According to Harnly, the practice of handbell ringing originated in England during the 19th century, when those who rang church bells wanted to practice their skills without revealing their mistakes to others. Small brass bells that played the notes of the bells in the steeples were developed for practice.
"Everybody thinks that handbells were invented by the Swiss," Harnly said, who traces the misconception to P.T. Barnum. "He thought that the English were too drab in appearance, so he dressed the ringers in traditional Swiss alpine clothing." Handbell choirs as entertainment dipped in popularity by the 20th century but re-emerged in churches during the 1950s. "Since the '60s and '70s community handbell choirs have been steadily growing all over the United States," Harnly said.
A piano player since age 9 and cellist from junior high through college, Harnly believes that anyone can be taught to play handbells, "but it's much better if you read music." Each ringer plays four to six bells. The musicians must be able to hit their notes at the right moment to keep up a fluid tempo. The faster the music, the more difficult it is for the ringers to keep up with each other. "It's better to rely on the landscape of measures and notes than try to play by ear," Harnly said. "If you get lost by just listening, it will be very difficult to find your place again."
Born in Palo Alto but raised in Bakersfield and Napa, Harnly, like her father and paternal grandfather, had a keen interest in math and science. She received a baccalaureate degree in math from McPherson College in McPherson, Kan., where her great-grandfather was the college's first science teacher. She received her master of science in library science from Western Michigan University in Kalamazoo.

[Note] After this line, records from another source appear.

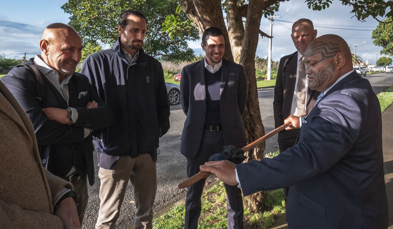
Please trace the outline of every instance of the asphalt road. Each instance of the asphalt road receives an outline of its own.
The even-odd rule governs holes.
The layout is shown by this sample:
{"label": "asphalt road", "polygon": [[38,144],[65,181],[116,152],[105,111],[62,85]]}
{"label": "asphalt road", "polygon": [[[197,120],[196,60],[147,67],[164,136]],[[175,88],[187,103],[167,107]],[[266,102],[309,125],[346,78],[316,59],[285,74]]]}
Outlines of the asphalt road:
{"label": "asphalt road", "polygon": [[[376,93],[393,85],[393,74],[378,73],[367,75],[368,79]],[[259,89],[258,98],[262,122],[266,133],[274,128],[273,112],[274,89]],[[180,139],[185,116],[182,110],[181,105],[171,107],[171,129],[160,140],[160,154],[157,161],[158,187],[154,212],[158,212],[175,202],[185,198],[185,189],[177,188],[179,183],[187,178],[185,172],[186,160],[179,151]],[[277,135],[266,140],[265,153],[278,150]],[[95,183],[89,188],[89,203],[82,228],[94,228],[97,221],[99,208],[99,179],[98,177],[97,166],[96,166]],[[211,179],[213,179],[211,176]],[[135,205],[130,183],[127,187],[124,201],[121,207],[120,216],[116,228],[127,229],[134,225]]]}

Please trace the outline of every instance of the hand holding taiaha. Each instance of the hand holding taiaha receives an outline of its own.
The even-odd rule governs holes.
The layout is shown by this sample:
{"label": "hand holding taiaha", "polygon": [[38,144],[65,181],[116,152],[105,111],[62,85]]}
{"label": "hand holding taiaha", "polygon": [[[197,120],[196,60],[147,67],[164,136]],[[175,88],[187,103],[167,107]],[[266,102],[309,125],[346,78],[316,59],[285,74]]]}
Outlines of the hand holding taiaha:
{"label": "hand holding taiaha", "polygon": [[[307,114],[305,113],[301,114],[299,117],[303,117],[306,115]],[[274,129],[273,130],[271,131],[270,132],[268,133],[267,134],[261,137],[258,139],[254,141],[253,142],[251,142],[251,143],[248,144],[247,146],[246,146],[244,147],[243,147],[241,149],[238,149],[237,150],[241,150],[243,153],[244,152],[246,152],[248,150],[252,149],[253,148],[255,147],[258,144],[261,144],[264,141],[266,140],[266,139],[269,139],[269,138],[272,137],[275,134],[280,132],[280,131],[283,130],[283,129],[285,129],[287,127],[290,126],[292,123],[291,122],[287,122],[281,126],[279,127]],[[231,148],[231,146],[224,146],[225,147],[229,147]],[[226,148],[225,148],[226,149]],[[236,150],[235,149],[233,148],[229,149],[229,150]],[[243,159],[244,160],[244,159]],[[235,164],[236,164],[235,163]],[[182,181],[179,184],[179,185],[178,187],[179,188],[184,188],[188,187],[190,185],[193,185],[195,184],[198,181],[202,180],[202,179],[206,179],[210,176],[210,175],[212,174],[212,173],[208,172],[205,172],[200,171],[199,172],[194,175],[193,176],[189,177],[188,179],[187,179],[183,181]]]}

As the Library's physical science and engineering specialist, Harnly purchases and maintains the book and journal collections in mathematics, astronomy, physics, meteorology, chemistry, geology, engineering and family and consumer studies. In addition she conducts library instruction sections on use of the collection and serves as a general reference librarian. This semester she is sending selected books in the collection to storage at Sonoma State to make way for the construction phase of the Library's expansion.
Darlene Tong, head of information, research and instructional services and faculty co-chair at the Library, said Harnly is methodical but passionate, unrelenting and wholeheartedly energetic toward her work in the Library. "She's bound and determined to meet any expected deadline," Tong said. Harnly is also known around the Library as the "Cookie Queen" because she has baked untold amounts of cookies for Library events.
Colleagues who have served with Harnly on several Academic Senate committees are impressed by her extensive knowledge about the University and her thorough analysis on issues. Harnly was the first librarian elected to the University Promotions Committee and serves as the Library's representative on the University Sabbatical Committee.
A Pacifica resident, Harnly also enjoys knitting, counted cross stitching and traveling with her mother. She is looking forward to attending an ElderHostel in Sante Fe and Taos, N.M., in January.
The SF State campus community is invited to ring in the winter holidays at a free concert of the Handbell Choir 11:15 a.m. to noon Tuesday, Dec. 12, in the August Coppola Theater of the Fine Arts building.